This project will draw on similar existing spatial mapping data and tools, including Maryland's Coastal Atlas and Greenprint, Virginia's Coastal GEMS, NCBO's Oyster Data Tool, and the Army Corps of Engineers Master Plan for Oyster Restoration in Chesapeake Bay.  While these other efforts portray spatially explicit data in a compelling way to inform the natural resource decision-making process, they neither inventory and analyze spatial data on a Bay-wide basis nor prioritize habitat restoration and conservation options.

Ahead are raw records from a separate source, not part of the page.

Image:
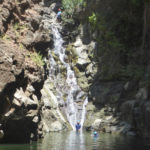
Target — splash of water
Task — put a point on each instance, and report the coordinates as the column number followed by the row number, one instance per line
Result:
column 74, row 105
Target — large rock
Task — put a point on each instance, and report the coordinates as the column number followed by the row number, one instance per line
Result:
column 106, row 92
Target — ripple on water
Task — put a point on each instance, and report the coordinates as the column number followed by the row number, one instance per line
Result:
column 81, row 141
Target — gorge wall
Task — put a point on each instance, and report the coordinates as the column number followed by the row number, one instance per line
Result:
column 106, row 45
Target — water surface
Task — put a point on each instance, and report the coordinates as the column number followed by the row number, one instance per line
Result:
column 82, row 141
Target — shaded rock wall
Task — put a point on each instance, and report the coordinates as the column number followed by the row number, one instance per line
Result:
column 21, row 68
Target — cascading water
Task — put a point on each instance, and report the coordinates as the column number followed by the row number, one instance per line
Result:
column 68, row 92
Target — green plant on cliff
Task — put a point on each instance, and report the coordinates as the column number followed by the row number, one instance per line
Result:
column 71, row 5
column 37, row 58
column 93, row 20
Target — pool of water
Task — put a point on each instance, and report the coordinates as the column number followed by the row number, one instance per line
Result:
column 82, row 141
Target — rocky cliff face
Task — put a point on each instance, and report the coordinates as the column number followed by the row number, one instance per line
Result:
column 21, row 69
column 116, row 83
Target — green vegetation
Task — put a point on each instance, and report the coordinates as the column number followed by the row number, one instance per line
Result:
column 37, row 59
column 93, row 20
column 119, row 28
column 70, row 6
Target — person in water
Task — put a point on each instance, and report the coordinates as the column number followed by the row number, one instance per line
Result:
column 78, row 126
column 58, row 16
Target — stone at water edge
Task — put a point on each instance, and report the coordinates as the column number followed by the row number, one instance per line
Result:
column 56, row 126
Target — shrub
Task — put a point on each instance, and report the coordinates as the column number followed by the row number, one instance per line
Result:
column 37, row 58
column 71, row 5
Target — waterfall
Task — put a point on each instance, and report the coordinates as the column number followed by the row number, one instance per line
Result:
column 68, row 92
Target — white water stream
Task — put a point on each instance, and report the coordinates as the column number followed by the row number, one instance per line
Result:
column 73, row 101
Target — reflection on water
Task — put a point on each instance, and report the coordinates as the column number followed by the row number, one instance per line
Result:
column 82, row 141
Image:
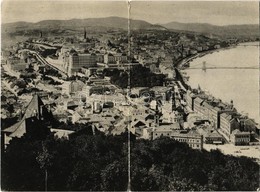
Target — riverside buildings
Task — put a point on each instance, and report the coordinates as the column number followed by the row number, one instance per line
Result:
column 223, row 117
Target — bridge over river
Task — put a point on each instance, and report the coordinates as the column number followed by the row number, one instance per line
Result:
column 205, row 66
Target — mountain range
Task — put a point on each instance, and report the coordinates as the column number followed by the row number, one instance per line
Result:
column 228, row 30
column 122, row 23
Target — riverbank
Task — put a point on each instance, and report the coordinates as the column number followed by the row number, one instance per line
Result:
column 181, row 63
column 226, row 84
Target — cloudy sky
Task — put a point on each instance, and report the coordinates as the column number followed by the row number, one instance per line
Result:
column 218, row 13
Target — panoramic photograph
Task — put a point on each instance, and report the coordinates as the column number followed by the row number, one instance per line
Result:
column 130, row 95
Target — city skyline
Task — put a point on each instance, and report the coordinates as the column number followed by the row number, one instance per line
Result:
column 155, row 12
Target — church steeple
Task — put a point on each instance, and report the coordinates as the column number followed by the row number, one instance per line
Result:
column 85, row 33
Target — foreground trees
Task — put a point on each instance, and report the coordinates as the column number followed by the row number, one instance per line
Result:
column 98, row 162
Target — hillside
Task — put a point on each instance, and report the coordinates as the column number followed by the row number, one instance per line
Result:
column 226, row 31
column 102, row 23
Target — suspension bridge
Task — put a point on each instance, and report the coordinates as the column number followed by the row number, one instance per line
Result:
column 205, row 66
column 255, row 45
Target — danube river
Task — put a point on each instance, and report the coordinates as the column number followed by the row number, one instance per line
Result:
column 240, row 85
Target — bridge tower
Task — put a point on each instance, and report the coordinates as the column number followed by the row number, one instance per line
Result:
column 204, row 68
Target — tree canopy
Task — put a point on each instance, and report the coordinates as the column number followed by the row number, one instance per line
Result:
column 100, row 163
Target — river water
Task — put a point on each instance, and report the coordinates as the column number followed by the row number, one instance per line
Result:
column 240, row 85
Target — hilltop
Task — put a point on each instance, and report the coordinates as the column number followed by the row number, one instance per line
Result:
column 225, row 31
column 97, row 23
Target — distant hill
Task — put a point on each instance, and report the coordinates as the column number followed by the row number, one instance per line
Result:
column 102, row 23
column 229, row 30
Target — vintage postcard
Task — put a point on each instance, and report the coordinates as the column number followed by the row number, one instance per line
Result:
column 129, row 95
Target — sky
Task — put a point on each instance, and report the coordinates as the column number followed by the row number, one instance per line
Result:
column 216, row 13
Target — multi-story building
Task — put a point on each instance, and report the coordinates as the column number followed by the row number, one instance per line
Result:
column 240, row 138
column 74, row 62
column 191, row 137
column 17, row 64
column 228, row 123
column 118, row 58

Ideally, this work will foster targeted restoration and conservation projects of sufficient size such that clear benefits to the regional ecosystem will begin to emerge.  Additionally, the effectiveness of multiple state and federal investments in Chesapeake Bay restoration and protection are enhanced with a spatial planning framework that better integrates efforts with each other and within larger ecosystem considerations.

Explicitly identifying priority regions of the Chesapeake Bay for their ecological values serves to broaden the perspective of what it takes to restore the Bay beyond just "pounds of pollution reduced".  Successful coastal and marine spatial planning relies on effective data management and analysis and a decision support system that provides transparency and engages a diverse set of people in a process to protect and restore the Chesapeake Bay that best meet multiple societal objectives (e.g. shoreline development, fisheries production, aquaculture, and environmental conservation).  Expert workgroups have been developed for each of the four habitat types addressed.  The workgroups are helping identify existing data and pertinent research, define prioritization criteria for each habitat type that feed into a spatial model, and review model outputs to inform the overall effort.  A project steering committee oversees these technical workgroups and helps coordinate workgroup products with each other.


Key questions:

  • What data and models are available to create a common spatial framework to prioritize habitat restoration and protection across the Chesapeake Bay?
  • Can new information be developed with existing data to inform this prioritization, especially for habitats which have noe previously had focused attention?
  • How do habitat values differ across Chesapeake Bay and how should that inform mitigation frameworks, and restoration/protection priorities?
  • How can data and priorities be integrated and consolidated across habitats to foster targeted restoration and conservation projects of sufficient size that provide larger ecological benefits and benefit the regional ecosystem?